Vaso de tubo, hielo, sin rodajita de limón, botella de Larios, chorreón... sé cómo lo quiere.
- Está bien así de Larios?
- Ya va bien, voy cerca.
- Vale.

Coca Cola, ffshssss... me suelta un billete de diez euros encima de la barra, lo cojo...
- Dame la vuelta en monedas - también lo sabía porque suele echar la vuelta a la tragaperras.
- Bien.
Me giro y voy a la caja, marco 2'20€, meto el billete de diez y le doy su cambio en monedas...
- Tibu, ahí tienes... gracias.
Todo normal hasta aquí pero la cosa es que, aunque yo sabía desde hace tiempo cómo se llama, casi nunca me había dirigido a él por su nombre, por Tibu, hasta este día porque, como suele venir acompañado (como he dicho antes), yo me suelo dirigir a ellos en plural, no individualmente. Y aquí viene el caso, el chiste, la respuesta que me dió tras escucharme llamarle por su apócope correcto, no como la mayoría de los que se dirigen a él.
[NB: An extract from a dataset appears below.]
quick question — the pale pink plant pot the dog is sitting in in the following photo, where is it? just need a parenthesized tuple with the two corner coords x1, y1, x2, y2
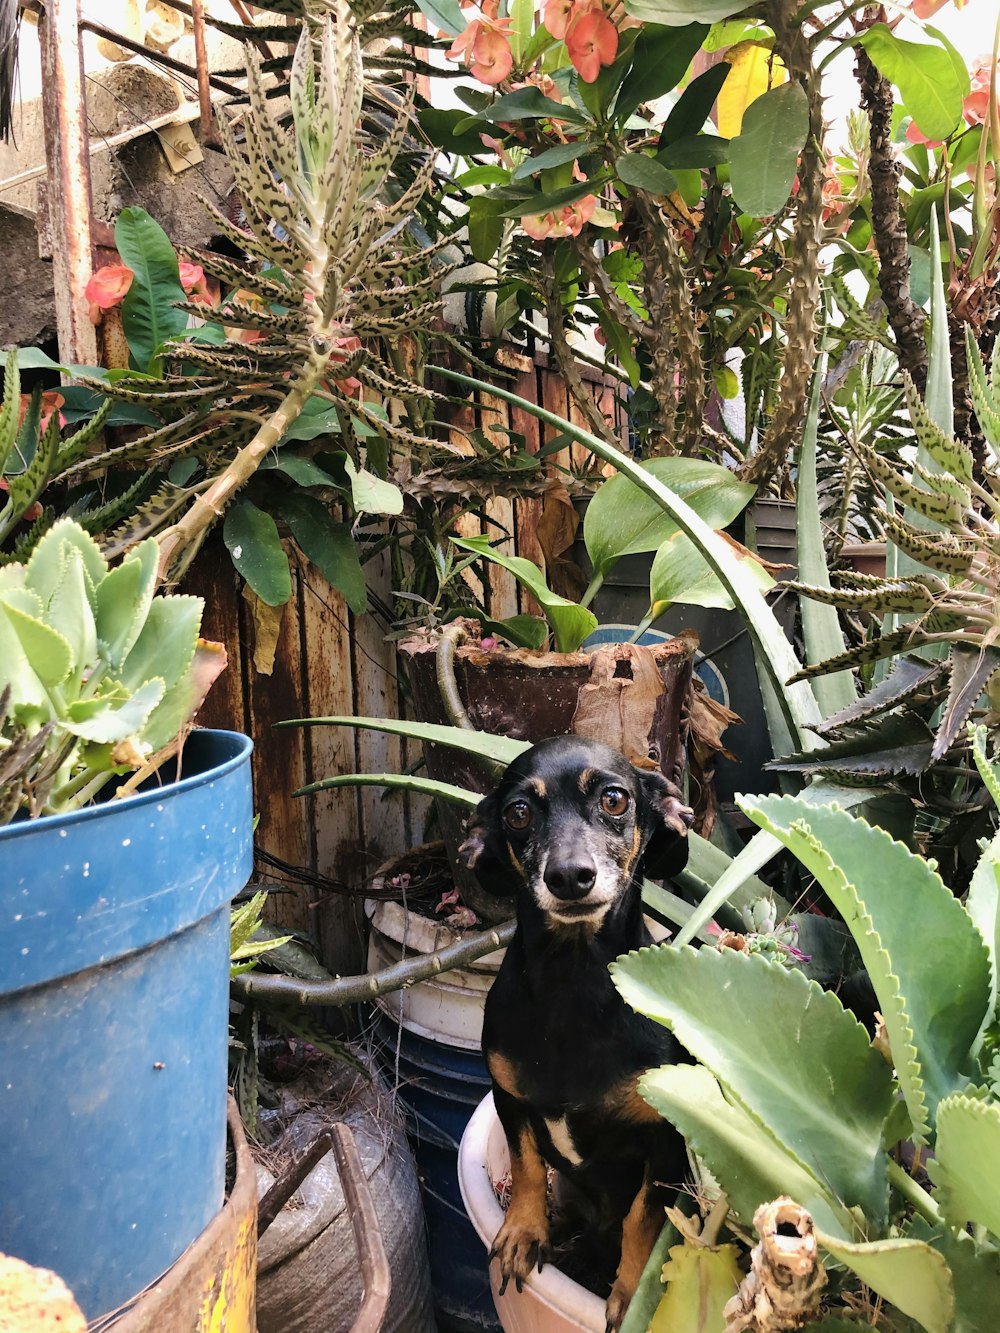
(459, 1093, 605, 1333)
Así que, a continuación, tras mi anterior frase, me contesta:
- Eres el único que me dice bien mi nombre.
- Y eso?
- Pues que nadie sabe bien cómo se dice mi nombre, pero vaya... que tengo el mejor nombre que se puede tener.
- Por qué?
- Que por qué? Je... tú te das un día una vuelta por el cementerio y miras a ver cuantos ves allí con mi nombre, será por algo, no?